May 28, 2014

Marking Millions Of Healthy Meals For Local Seniors

Virginia and Melvin are two of the more than 500 Indianapolis residents who receive healthy meals every day from Meals and Wheels.  On Tuesday, they were also they were also the recipients of the program’s seven millionth meal delivery in Central Indiana. 

Virginia says they started having food delivered last year when she could no longer shop as easily and her diet became stricter.

"I'm on a salt free diet due to a triple bypass surgery," explains Virginia.

Her husband Melvin, who is diabetic, usually cooks something healthy for breakfast, like oatmeal, but Virginia was in charge of lunch and dinner and she says she needed help.

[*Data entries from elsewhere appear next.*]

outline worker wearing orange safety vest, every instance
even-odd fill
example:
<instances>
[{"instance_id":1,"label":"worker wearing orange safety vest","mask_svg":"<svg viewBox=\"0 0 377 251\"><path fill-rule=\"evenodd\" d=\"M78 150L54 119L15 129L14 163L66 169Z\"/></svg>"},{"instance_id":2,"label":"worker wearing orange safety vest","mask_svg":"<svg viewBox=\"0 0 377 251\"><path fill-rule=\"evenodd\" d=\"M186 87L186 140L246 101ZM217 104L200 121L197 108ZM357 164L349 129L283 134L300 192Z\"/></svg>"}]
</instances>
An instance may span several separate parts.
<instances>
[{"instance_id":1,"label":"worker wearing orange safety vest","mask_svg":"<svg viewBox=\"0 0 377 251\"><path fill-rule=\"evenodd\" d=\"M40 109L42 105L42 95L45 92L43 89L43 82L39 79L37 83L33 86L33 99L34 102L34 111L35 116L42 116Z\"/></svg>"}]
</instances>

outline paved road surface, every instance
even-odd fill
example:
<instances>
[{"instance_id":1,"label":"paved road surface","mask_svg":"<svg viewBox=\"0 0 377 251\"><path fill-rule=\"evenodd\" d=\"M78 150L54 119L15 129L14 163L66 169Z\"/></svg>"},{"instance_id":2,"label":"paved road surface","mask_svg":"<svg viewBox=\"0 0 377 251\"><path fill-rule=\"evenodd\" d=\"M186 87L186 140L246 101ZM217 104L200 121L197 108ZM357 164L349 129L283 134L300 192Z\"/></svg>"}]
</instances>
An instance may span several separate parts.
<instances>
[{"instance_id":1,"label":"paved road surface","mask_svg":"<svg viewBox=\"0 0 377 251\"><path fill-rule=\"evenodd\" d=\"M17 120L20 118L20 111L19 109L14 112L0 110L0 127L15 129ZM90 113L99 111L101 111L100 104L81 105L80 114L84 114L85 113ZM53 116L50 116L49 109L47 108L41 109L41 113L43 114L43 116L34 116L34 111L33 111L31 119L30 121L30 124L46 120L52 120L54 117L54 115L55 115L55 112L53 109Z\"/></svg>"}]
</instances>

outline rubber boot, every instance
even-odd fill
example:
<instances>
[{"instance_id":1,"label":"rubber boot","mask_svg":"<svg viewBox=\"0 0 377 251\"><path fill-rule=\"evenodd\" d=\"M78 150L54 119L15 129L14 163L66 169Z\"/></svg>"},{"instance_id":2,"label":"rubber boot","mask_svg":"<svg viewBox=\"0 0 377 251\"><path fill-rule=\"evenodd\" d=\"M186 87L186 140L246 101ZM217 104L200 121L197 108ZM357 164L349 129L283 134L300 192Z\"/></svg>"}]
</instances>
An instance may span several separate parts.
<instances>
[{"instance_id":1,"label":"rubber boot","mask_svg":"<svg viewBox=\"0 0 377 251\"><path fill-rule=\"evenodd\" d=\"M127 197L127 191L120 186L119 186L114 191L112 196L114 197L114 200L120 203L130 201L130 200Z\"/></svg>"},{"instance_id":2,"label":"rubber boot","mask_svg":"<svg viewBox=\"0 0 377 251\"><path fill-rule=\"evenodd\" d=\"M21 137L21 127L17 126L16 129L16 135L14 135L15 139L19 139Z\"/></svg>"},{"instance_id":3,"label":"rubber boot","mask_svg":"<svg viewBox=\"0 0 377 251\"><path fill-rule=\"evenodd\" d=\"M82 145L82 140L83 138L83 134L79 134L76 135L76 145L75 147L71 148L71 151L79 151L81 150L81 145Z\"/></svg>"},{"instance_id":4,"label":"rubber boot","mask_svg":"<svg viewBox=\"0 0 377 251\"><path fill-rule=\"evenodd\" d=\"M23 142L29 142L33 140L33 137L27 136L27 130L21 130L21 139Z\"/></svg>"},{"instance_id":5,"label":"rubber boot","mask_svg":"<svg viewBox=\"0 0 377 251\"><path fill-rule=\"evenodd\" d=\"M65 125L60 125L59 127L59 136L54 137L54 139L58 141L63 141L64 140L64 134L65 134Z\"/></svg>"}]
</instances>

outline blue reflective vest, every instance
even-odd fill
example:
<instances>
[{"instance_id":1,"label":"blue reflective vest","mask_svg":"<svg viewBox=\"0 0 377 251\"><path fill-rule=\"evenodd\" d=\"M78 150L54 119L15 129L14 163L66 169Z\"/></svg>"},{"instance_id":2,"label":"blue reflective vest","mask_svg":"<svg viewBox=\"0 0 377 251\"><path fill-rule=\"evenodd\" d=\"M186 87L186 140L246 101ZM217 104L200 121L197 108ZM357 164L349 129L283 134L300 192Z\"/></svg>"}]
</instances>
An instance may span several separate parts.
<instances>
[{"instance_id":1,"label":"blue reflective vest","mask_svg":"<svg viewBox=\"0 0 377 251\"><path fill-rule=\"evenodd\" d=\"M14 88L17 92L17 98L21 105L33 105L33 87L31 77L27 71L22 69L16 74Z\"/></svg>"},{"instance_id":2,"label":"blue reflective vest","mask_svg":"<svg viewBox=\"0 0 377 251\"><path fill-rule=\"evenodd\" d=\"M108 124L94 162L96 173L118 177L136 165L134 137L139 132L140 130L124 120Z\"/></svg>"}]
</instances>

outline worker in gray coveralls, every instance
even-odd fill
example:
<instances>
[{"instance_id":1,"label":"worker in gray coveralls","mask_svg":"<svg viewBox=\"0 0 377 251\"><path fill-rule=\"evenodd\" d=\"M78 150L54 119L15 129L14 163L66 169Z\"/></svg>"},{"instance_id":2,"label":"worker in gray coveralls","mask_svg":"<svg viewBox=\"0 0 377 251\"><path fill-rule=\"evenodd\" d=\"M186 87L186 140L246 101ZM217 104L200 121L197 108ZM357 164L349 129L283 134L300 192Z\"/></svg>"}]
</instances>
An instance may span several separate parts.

"The salt and sodium, I have to measure it, it has to be just right, or it will take me down," says Virginia, "and I could not have done it and we needed someone that really was experienced."

Barb Renshaw, communications director for Meals on Wheels, says volunteers deliver well-balanced meals for homebound people with all sorts of nutritional needs. 

"Our food is physician prescribed so we can accomodate theraputic diets like heart healthy, low sodium, diabetic, gluten free, lactose free," explains Renshaw.

At only $6 a day for two meals, the service can be help older Americans on fixed incomes.  Meals on Wheels says that half of all seniors at risk for food insecurity have incomes above the poverty line. 

It's also a growing problem for the state, a report last week by United Health Foundation finds that the number of food insecure seniors in Indiana rose nearly 3 percent in the past year.